Can you indicate online shops where I can find the replacement part?

Thanks


----------



## Rincewind (Aug 25, 2020)

Last Christmas ?? ...assuming you bought the machine brand new then return it under Warranty (you paid for the warranty) and let the manufacturer repair it. If you decide to try and repair it and you make a mistake and make things worse then the manufacturer probably won't touch it.


----------



## celioadilson (8 mo ago)

Hi

I live outside the US (Luanda, Angola), I ordered through the Ubuy online shop. For me to claim for warranty I would have to send the machine by courier to the factory. Plus, the warranty does not cover power surge failures.

For this reason I am looking for a shop that allows international shipping.

Thanks


----------



## Rincewind (Aug 25, 2020)

A main board (if you can source one) isn't going to be cheap, plus shipping charges might not be cost effective, but i could be wrong and you might find one that's cheap.

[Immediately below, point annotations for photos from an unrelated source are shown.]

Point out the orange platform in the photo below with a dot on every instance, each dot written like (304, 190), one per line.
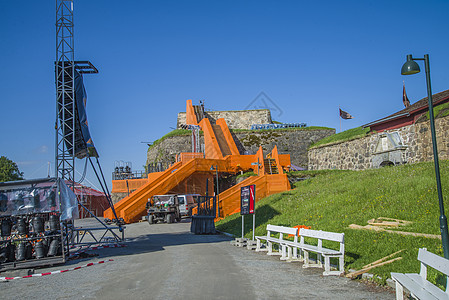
(188, 174)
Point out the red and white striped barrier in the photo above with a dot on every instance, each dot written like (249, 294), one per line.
(55, 272)
(96, 248)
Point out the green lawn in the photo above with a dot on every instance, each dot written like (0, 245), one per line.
(331, 200)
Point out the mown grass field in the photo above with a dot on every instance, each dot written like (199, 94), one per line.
(331, 200)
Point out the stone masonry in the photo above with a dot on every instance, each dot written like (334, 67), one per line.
(235, 119)
(293, 142)
(358, 154)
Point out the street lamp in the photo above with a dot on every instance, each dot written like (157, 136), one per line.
(410, 67)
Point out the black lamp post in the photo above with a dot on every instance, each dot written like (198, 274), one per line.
(411, 67)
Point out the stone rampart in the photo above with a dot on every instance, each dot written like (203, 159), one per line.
(293, 142)
(235, 119)
(414, 145)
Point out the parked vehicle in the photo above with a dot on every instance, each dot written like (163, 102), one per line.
(163, 208)
(186, 203)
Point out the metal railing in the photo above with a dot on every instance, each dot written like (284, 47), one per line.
(277, 126)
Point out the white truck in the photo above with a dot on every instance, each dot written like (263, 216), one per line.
(169, 208)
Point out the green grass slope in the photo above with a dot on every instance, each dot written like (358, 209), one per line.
(334, 199)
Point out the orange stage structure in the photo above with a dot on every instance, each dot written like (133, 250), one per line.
(189, 174)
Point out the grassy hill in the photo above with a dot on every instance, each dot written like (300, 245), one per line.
(331, 200)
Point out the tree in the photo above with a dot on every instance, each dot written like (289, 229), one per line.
(9, 170)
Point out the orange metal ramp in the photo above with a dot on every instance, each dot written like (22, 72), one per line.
(132, 208)
(266, 185)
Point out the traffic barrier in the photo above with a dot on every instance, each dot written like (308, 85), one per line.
(55, 272)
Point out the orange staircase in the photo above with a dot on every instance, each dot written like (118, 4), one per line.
(220, 151)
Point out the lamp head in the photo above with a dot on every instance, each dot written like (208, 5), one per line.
(410, 67)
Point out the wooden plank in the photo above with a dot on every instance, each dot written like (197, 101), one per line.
(360, 272)
(319, 234)
(437, 262)
(282, 229)
(382, 259)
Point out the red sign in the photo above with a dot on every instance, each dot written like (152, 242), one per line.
(247, 199)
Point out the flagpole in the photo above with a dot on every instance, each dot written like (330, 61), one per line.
(339, 115)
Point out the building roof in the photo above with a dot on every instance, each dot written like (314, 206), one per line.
(417, 107)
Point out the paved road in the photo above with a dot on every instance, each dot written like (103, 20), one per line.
(165, 261)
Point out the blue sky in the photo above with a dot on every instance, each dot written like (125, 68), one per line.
(309, 57)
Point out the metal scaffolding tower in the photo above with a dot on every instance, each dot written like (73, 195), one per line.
(65, 92)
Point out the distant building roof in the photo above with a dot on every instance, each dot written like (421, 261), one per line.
(408, 115)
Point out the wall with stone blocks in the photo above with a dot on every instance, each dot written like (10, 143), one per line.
(236, 119)
(358, 154)
(293, 142)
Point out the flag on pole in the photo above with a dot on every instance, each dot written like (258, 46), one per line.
(404, 96)
(344, 115)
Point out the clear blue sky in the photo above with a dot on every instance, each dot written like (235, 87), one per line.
(309, 57)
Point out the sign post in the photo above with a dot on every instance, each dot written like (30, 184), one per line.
(247, 205)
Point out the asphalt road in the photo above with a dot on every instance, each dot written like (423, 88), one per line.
(166, 261)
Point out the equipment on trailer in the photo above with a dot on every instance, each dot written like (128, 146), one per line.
(163, 208)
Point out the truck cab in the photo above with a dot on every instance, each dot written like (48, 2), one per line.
(186, 203)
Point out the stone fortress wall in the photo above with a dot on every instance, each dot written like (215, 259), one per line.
(293, 142)
(236, 119)
(408, 144)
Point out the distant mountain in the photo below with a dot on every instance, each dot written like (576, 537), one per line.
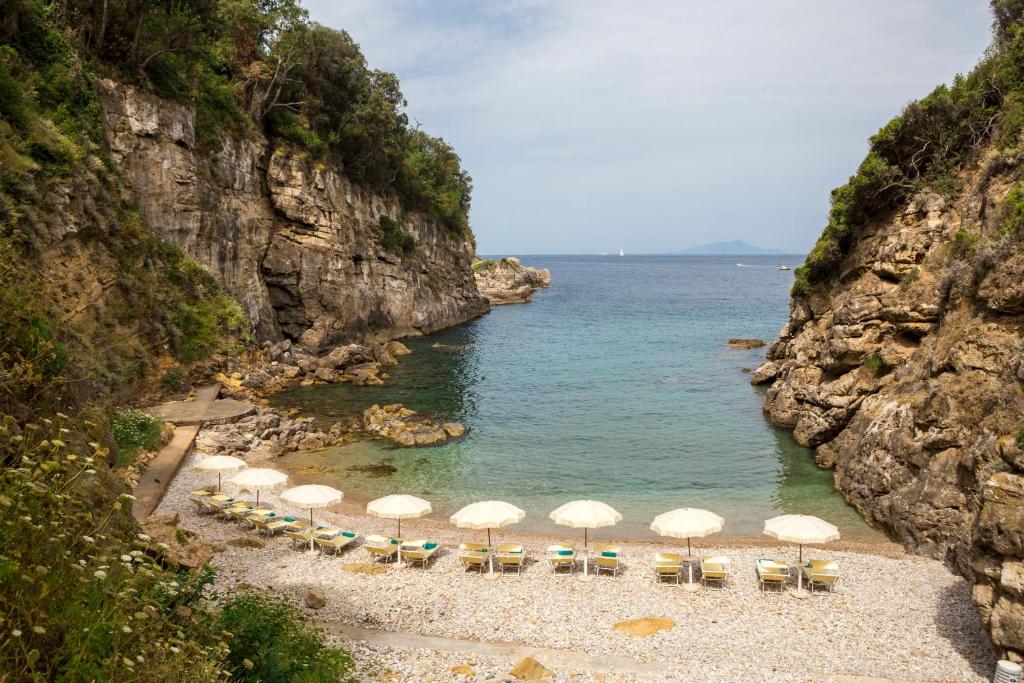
(734, 248)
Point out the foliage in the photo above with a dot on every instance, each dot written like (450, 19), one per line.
(877, 365)
(135, 430)
(394, 238)
(83, 595)
(928, 144)
(270, 641)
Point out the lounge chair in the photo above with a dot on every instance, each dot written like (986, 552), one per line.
(379, 546)
(821, 574)
(715, 570)
(608, 558)
(510, 556)
(772, 572)
(561, 556)
(668, 565)
(419, 551)
(335, 542)
(273, 522)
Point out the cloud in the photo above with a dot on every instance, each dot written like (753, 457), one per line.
(658, 125)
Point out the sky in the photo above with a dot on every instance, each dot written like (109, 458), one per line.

If you are handy with a soldering iron then that could (no guarantee) be worth a shot at fixing.


----------



## celioadilson (8 mo ago)

Yes I am comfortable with electronic soldering, I just need to buy the PCB BOARD.


----------



## Rincewind (Aug 25, 2020)

Have you had a look at the damaged pcb ? ...could you easily diagnose faulty components ? ...it would probably be easier/cheaper to fix than buying a fresh main pcb, just a thought.


----------



## TomHughes (Dec 16, 2019)

Sage spare parts? No chance. 
As Rincewind suggests your best option is diagnosing the fault. 
If it was a power surge I'd be testing the capacitors first.


----------



## celioadilson (8 mo ago)

Rincewind said:


> Have you had a look at the damaged pcb ? ...could you easily diagnose faulty components ? ...it would probably be easier/cheaper to fix than buying a fresh main pcb, just a thought.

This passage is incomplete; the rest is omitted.